Rita Blitt was born in Kansas City as Rita Copaken, the first baby born at the Menorah Medical Center in 1931. She was encouraged to pursue art at an early age. She received a scholarship to attend Saturday classes at the Kansas City Art Institute, which led to private instruction by her teacher, and won a statewide greeting card design competition as a high school student, which gave her confidence to continue making art. Her natural talent and artistic passion led to a pursuit of painting studies at the University of Illinois, and later, after transferring schools, she majored in art and education at Kansas City University (now UMKC). She married Irwin Blitt in 1951, a student she met at the University of Illinois, who was a source of unconditional support for her career as an artist.
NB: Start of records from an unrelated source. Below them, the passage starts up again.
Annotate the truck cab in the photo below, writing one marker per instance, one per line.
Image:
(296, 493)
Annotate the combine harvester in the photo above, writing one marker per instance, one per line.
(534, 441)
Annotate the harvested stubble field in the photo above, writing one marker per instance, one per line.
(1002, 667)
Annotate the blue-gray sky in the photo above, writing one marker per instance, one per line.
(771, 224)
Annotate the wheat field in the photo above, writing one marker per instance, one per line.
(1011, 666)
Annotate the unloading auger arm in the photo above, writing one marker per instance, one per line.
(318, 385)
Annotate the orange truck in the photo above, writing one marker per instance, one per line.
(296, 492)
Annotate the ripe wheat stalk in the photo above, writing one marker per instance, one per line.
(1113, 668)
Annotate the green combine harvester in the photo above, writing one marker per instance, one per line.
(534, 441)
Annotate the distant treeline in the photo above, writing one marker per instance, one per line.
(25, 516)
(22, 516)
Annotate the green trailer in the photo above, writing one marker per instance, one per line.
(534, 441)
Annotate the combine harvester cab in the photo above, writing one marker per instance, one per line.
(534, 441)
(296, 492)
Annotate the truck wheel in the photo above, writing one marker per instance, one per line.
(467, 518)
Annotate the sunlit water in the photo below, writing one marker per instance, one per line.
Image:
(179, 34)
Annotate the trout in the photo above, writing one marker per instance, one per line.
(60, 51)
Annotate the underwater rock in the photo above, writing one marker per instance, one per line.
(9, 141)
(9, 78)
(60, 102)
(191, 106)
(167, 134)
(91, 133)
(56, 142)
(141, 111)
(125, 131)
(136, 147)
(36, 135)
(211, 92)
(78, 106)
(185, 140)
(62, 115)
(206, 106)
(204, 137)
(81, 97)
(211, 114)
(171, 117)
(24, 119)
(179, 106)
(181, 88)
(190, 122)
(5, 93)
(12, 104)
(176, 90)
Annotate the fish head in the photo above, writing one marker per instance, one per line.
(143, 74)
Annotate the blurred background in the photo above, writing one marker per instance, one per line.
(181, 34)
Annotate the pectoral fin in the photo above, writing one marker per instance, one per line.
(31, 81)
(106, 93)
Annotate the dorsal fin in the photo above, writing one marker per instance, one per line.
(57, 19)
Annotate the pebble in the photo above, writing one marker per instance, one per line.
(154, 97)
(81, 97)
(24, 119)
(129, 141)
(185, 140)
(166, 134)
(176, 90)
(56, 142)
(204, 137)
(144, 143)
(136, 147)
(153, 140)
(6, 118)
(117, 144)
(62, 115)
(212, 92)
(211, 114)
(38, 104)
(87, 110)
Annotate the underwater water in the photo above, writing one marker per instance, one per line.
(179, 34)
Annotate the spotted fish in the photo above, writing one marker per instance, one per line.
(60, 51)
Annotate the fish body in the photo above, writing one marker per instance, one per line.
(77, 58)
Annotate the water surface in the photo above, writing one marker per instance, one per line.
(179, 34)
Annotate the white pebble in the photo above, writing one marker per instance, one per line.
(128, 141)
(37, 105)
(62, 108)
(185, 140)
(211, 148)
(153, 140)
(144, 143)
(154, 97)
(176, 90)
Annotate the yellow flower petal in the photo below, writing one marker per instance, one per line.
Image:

In the early 1950s, Blitt taught kindergarten and preschool and took weekly classes at the Kansas City Art Institute, studying with painter Wilbur Niewald. A few years after the birth of her daughter Connie (Chela) in 1955, Blitt decided to make art full-time while simultaneously balancing the role of a young wife and new mother. Her commitment and discipline to working in the studio led her to enter her first juried exhibition in 1959 and win an award. By the mid-1960s, Blitt was experimenting with new ideas and media: she made abstract art, worked in acrylic paint, and created sculpture. Following her first sculpture exhibition in 1967—multiple sculpture commissions and installations followed throughout the 1970s and 1980s.
In 1977, Blitt discovered a unique technique—she picked up two sticks of Conté crayon and began drawing with two hands simultaneously, perhaps inspired by the music playing in the background in her studio.
The Rockhurst collection of 31 Rita Blitt works relates to this spontaneous and lyrical abstract way of working. She is still often inspired by listening to music while creating art. Nature, dance, and a love of life also influence the shapes and marks she puts down on canvas and paper. Her process has been compared to “dancing on paper.” Blitt works quickly, letting lines flow from deep within herself — she feels each line as she works. When Blitt creates, she is more interested in self-expression than communication. As she states about her process:
Music has been a part of my experience from very early in my career. For many years, I listened to music while working simply because I enjoyed listening. Then, realizing how much the music was influencing my lines, I turned it off — allowing the lines to come from deep within me. This experience intensified when my eyes began closing as I worked. Now, when I create with music it is definitely a response. Sometimes when I’m drawing at concerts, I feel I’m performing on paper just as the musicians are performing with their instruments. When I’m drawing or painting to music in the studio, I do not touch the canvas — add any paint — without the music guiding me. In recent years, I’ve discovered I can turn off the music and paint to my own inner music.
Rita Blitt divides her time between Kansas City and San Francisco, where her daughter and granddaughter live.
Her work is part of many museums and private collections, including The Nelson-Atkins Museum of Art, the Kemper Museum of Contemporary Art, the John F. Kennedy Presidential Library and Museum, the National Museum of Singapore, the Spencer Museum of Art, the Mulvane Art Museum, and others. Her monumental sculpture can be found in Australia, Israel, Japan, Singapore, and the United States. The Rita Blitt Gallery and Sculpture Garden at the Mulvane Art Museum at Washburn University in Topeka, Kansas, is the home of the Rita Blitt Legacy Collection.